I really have no experience with this myself. This was something James, our Associate Artistic Director, suggested might work if we had a well put together plan. As for the plot, the grid would be stripped upon our arrival at the venue. They have a house plot - but this venue does more bands than than theare - so it's not really plotted or gelled for a typical theatre production. 

Perhaps this would not be such a wise idea after all... That's why I wanted to ask to get the opinion of industry professionals.


> hang/circuit/gel all the lights during that 6 hour load-in time?
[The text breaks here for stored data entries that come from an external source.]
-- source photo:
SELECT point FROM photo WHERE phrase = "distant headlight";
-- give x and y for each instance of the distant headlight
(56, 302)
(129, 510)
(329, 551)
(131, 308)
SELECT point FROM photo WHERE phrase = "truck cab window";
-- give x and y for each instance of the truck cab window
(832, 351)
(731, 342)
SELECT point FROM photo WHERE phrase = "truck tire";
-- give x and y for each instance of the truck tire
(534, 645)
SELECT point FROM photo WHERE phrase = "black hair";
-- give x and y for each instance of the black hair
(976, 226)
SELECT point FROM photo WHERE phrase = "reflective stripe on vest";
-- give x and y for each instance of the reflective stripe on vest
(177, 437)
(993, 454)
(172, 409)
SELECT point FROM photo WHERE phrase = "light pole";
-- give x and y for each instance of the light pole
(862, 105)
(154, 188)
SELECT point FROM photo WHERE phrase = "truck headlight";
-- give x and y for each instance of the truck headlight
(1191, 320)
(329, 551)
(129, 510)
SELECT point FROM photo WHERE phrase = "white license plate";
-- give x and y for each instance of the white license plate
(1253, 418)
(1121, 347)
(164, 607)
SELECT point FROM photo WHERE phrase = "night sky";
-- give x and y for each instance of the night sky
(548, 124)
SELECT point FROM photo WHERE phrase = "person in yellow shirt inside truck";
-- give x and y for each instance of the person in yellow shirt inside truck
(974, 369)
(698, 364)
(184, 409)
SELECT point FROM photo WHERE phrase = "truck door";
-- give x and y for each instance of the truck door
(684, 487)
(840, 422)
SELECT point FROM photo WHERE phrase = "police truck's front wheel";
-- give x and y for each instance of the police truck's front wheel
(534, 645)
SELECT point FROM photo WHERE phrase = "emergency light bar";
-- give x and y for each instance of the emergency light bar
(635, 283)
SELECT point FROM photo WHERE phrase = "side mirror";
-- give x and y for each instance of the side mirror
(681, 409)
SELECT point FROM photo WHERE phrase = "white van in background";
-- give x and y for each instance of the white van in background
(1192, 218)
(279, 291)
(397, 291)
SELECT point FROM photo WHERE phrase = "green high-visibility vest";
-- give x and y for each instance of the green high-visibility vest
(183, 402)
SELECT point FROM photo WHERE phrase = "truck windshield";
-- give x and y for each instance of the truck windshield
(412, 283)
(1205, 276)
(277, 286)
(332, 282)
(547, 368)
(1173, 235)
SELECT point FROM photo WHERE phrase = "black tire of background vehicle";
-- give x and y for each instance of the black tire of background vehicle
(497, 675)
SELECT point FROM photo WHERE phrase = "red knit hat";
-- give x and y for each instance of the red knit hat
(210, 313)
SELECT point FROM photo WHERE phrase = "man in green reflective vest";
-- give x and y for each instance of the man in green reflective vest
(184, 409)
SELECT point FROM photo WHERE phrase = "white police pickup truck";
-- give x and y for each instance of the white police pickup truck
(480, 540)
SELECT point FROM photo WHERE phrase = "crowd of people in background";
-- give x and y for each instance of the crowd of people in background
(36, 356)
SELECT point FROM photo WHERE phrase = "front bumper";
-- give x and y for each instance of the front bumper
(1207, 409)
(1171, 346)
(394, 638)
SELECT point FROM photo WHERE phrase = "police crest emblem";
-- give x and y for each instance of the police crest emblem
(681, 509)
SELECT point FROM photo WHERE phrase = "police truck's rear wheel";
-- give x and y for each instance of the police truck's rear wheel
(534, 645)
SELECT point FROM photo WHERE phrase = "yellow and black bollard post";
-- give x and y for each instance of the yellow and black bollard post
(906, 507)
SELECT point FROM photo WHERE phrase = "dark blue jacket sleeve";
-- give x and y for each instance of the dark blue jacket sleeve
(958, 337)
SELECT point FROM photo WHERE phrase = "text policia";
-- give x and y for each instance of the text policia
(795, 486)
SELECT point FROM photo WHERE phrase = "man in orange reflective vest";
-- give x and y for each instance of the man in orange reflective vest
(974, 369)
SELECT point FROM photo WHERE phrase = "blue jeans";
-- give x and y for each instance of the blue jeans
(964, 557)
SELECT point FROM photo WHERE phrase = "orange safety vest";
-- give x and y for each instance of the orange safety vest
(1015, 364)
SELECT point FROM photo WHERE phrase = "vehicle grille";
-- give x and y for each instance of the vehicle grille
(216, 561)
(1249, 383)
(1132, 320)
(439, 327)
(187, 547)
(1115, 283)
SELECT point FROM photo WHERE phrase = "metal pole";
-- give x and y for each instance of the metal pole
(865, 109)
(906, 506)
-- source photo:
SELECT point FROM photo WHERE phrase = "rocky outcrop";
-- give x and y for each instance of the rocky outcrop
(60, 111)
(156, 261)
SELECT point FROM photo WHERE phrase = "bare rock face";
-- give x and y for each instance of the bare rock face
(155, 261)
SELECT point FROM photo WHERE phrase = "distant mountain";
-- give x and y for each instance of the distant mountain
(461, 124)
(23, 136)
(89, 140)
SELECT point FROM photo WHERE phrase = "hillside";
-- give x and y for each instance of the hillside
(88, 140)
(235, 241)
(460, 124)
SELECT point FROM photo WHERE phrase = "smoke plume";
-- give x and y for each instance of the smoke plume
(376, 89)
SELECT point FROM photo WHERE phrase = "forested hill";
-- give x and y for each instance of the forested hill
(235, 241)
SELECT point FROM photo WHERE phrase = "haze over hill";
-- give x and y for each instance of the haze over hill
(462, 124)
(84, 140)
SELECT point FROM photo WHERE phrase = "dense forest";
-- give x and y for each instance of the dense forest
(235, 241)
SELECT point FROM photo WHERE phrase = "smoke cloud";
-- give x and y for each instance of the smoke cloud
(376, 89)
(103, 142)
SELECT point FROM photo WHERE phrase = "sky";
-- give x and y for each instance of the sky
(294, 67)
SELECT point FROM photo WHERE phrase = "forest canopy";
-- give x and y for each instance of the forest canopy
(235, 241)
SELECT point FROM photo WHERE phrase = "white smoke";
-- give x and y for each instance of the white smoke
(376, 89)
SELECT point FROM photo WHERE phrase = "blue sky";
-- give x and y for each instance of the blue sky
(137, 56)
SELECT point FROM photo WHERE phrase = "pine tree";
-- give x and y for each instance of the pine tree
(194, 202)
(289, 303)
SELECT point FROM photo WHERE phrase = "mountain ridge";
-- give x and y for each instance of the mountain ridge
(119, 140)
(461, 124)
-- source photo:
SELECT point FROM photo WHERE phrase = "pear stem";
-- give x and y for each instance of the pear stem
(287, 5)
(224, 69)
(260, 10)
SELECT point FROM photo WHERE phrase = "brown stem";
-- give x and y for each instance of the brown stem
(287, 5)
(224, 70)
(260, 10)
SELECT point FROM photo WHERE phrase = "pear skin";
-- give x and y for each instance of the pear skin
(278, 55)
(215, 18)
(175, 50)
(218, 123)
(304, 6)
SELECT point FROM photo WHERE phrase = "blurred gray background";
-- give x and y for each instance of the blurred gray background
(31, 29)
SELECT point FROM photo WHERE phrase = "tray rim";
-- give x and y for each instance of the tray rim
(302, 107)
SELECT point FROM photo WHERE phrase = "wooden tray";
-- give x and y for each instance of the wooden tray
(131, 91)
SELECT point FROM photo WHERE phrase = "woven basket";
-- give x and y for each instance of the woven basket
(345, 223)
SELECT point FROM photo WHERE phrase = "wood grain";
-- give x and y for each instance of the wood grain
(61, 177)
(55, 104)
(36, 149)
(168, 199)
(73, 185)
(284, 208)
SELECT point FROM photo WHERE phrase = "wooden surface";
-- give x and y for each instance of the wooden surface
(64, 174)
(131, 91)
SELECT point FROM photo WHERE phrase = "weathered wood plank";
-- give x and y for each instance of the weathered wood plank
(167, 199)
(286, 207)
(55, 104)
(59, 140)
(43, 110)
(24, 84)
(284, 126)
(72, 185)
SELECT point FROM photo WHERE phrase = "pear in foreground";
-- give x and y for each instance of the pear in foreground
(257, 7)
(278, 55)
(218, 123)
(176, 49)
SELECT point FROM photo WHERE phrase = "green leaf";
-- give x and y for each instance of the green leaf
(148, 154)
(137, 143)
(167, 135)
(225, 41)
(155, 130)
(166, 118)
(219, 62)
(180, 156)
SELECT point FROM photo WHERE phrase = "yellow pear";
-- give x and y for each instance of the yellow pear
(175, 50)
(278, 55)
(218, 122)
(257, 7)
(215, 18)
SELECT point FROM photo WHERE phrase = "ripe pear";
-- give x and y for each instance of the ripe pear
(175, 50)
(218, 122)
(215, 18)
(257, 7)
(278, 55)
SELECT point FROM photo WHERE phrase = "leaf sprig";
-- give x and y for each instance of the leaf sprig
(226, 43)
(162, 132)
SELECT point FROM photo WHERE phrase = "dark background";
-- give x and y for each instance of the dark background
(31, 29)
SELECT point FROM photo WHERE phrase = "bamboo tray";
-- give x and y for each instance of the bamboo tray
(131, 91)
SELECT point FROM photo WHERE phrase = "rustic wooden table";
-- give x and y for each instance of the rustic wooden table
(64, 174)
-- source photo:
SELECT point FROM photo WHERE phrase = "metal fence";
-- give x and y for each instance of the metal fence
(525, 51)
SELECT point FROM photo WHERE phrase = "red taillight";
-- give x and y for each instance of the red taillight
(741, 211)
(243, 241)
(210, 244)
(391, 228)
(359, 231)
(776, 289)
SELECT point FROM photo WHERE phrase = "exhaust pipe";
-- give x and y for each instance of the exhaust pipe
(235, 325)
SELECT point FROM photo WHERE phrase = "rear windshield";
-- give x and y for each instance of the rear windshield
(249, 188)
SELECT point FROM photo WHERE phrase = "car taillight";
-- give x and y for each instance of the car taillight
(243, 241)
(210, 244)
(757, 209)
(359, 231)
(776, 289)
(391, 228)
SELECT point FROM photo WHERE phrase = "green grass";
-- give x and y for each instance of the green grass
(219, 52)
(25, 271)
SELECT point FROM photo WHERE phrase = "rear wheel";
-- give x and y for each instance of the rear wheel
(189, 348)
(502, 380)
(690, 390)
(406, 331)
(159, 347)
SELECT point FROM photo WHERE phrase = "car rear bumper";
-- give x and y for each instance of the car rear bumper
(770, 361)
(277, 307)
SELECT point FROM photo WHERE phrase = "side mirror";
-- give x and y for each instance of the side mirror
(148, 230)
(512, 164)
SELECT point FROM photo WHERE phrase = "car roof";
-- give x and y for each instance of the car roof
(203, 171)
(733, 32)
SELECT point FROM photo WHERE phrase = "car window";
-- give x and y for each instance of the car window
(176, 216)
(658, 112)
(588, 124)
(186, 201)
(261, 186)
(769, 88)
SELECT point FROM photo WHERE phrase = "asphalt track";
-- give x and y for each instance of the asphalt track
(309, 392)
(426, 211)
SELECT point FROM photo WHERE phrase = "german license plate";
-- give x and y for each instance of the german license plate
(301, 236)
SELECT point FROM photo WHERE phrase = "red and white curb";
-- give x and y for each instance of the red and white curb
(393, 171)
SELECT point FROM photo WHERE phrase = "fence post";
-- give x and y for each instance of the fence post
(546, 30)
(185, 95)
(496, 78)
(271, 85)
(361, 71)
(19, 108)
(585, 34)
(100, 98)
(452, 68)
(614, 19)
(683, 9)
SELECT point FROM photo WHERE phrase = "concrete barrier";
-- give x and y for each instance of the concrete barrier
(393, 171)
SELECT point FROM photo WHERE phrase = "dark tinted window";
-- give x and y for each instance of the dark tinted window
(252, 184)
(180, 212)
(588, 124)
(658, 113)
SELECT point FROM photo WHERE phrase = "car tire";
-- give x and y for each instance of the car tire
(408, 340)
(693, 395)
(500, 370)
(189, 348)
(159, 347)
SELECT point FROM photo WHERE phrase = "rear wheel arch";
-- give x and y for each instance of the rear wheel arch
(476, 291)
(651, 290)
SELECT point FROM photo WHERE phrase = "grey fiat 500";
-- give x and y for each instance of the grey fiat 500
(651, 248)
I hung and gelled all of the instruments for Narnia (albeit only 30 of them) by myself in less than 4 hours - and it was in the house that required a scaffold to reach the grid. Not trying to brag or anything .


----------



## DuckJordan (Feb 27, 2011)

lparks1 said:


> Thanks Michael...
> I really have no experience with this myself. This was something James, our Associate Artistic Director, suggested might work if we had a well put together plan. As for the plot, the grid would be stripped upon our arrival at the venue. They have a house plot - but this venue does more bands than than theare - so it's not really plotted or gelled for a typical theatre production.
> 
> Perhaps this would not be such a wise idea after all... That's why I wanted to ask to get the opinion of industry professionals.
> ...


 We just got done with a hang and focus of 80 fixtures it took us 6 hours with a pro crew and a prepared LD if anything would have gone wrong or wasn't prepared ahead of the time add 2-3 hours and we had a nice catwalk, lift and flyable elecs


sent from my Droid incredible using tapatalk.


----------



## jstroming (Feb 27, 2011)

A few notes from someone who has been on the production end dealing with union calls for years...hopefully this will give you some ideas to save some $$$....

RE: Rep Plot:
1> If the rep plot is included in your package and it's preset before you get there, you can just bounce in linesets and gel/adjust as needed, as was mentioned earlier. This would be ideal.
2> If the rep plot is included in your package but they're expecting you to pay for the stagehands to set it up (maybe they had another event the night before that didn't use it, etc) you have a few options depending on how far you want to take it, and how much $$$ you have as wiggle room if the venue won't budge. I have argued with salespeople and theater managers (both before and after the event) that if I am paying for a "complete" lighting package (as termed in the contract with them) then I expect a working lighting system for X amount of dollars as termed in the contract. I have both won this battle and lost this battle. You need to make sure you have the money to cover the labor if you lose.
3> If you get no rep plot as part of your rental or you decide to hang and wire fixtures from scratch, as others have said you have to have all your **** in perfect order. See below for some advice on that.

RE: Labor Ethic
1> You have to take into account the track record of the labor you'll have, and how nice they decide to be when your loading in. Stagehands and stewards WILL absolutely try to slow things down (whether their IA or not) if they have some leverage over you or you piss them off. Yes it sucks, but that is the unfortunate state of stagehand labor in our industry. Bring donuts, coffee, and expect to bend over. They might be thrilled to have the work, or they might be in a crappy mood from their load-out last night. You don't have the wiggle room in that schedule, or the leverage of being a big show to bust balls if their in a bad mood. Take that into account.
2> Hire a local IA guy who is on your side, YOU bring him in and pay him. I do this every large $100,000+ production budget show I'm a part of in a union venue, or if I'm under a time crunch. If you have a friend who is a higher-up in the union, pay him twice as much as he's worth to make your life easier....he will make sure the young guys work hard and keep the older do-nothings in line. I even bring in my IA contacts in certain cities to non-union calls where I pay them (alot) to keep them happy the next time I come through the city and into a union house. This is the dark-side of the industry but it's good for you to know about.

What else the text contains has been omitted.